Good vegetables to steam – Broccoli, spinach and other leafy greens; cauliflower, asparagus, carrots, green beans, small potatoes and artichokes. Veg to avoid steaming – Any large chunks of hard veg, such as potatoes, squash or celeriac.
For those looking for weight loss, boiled veggies should be there in their everyday diet as they are very low in calories and high in nutrients. Also, boiled veggies are rich in dietary fibre which helps in weight loss.
If your veggies are too mushy, try steaming uncovered for a shorter amount of time. Steaming is a healthy method of cooking because it adds no fat or calories. Steaming food in the microwave is easy. Using a microwave safe dish, put a little water in the bottom with the food and heat until the food is cooked through.

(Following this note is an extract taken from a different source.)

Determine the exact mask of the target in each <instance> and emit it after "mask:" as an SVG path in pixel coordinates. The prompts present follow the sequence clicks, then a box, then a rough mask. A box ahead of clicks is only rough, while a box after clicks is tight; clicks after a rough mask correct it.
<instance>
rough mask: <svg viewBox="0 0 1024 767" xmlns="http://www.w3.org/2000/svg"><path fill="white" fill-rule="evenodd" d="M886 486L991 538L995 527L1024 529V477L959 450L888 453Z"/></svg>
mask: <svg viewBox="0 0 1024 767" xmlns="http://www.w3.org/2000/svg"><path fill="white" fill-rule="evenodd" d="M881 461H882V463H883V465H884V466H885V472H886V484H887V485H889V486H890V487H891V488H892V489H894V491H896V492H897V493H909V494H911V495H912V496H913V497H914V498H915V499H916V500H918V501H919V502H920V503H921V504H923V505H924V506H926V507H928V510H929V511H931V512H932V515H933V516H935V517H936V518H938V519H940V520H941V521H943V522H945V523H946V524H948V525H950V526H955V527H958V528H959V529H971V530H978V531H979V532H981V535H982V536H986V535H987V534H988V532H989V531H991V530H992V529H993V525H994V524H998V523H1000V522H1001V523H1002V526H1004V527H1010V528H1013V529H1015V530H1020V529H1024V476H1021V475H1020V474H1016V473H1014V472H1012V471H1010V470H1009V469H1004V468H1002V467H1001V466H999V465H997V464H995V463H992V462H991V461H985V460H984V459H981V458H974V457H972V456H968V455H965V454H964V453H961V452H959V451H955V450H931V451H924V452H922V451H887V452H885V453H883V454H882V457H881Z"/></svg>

Broccoli has more calories, protein, lipids, and carbs than cauliflower. On the other hand, cauliflower has more sugars, and broccoli has more dietary fibre. Broccoli has more vitamins and minerals, including vitamin E, K, A, and C, as well as calcium, iron, zinc, and phosphorus.
Cauliflower rice is considered healthier than rice because it's lower in calories and carbohydrates, is a good source of fiber, higher in B vitamins, higher in vitamin C, higher in vitamin K1, and some minerals.
Nutritionally, cauliflower is lighter in calories and carbs than potatoes and is more nutrient-dense. That's why it's popular among the low carb and weight loss communities.
Unlike chicken wings, cauliflower is free of cholesterol and low in fat and saturated fat. It's also packed with fiber and antioxidants, making it a powerful food for heart health!
Boiling and cooking vegetables in high temperatures or in water decreases their nutrient level. Water soluble vitamins like Vit C and B vitamins are often lost during these cooking methods. Minerals like potassium, phosphorus, calcium , magnesium, iron and zinc may be reduced by up to 60-70 percent.
Researchers found steaming kept the highest level of nutrients. “Boiling vegetables causes water soluble vitamins like vitamin C, B1 and folate to leach into the water,” Magee said.
Steaming is a healthy way to prepare food, according to Dudash. “While boiling involves submerging the vegetables completely underwater, therefore causing some nutrients—like vitamin C and B vitamins, as well as antioxidants—to leach out into the water, steaming helps retain more of these nutrients,” says Dudash.
One disadvantage of steaming food is that it can take longer to cook than other cooking methods. This is because the water in the steam pot needs time to reach a boil and cook the food. Another one is that it can create moisture retention.
The steaming method does not require cooking with oil therefore it avoids producing unwanted fats. The resulting dishes are very light, healthier and gentle on the palate. When cooking fish and chicken, the steam dissolves the fat, making food lower in calories and more easily digestible.
“Vegetables are considered a free food, meaning you can eat unlimited amounts and still lose weight.”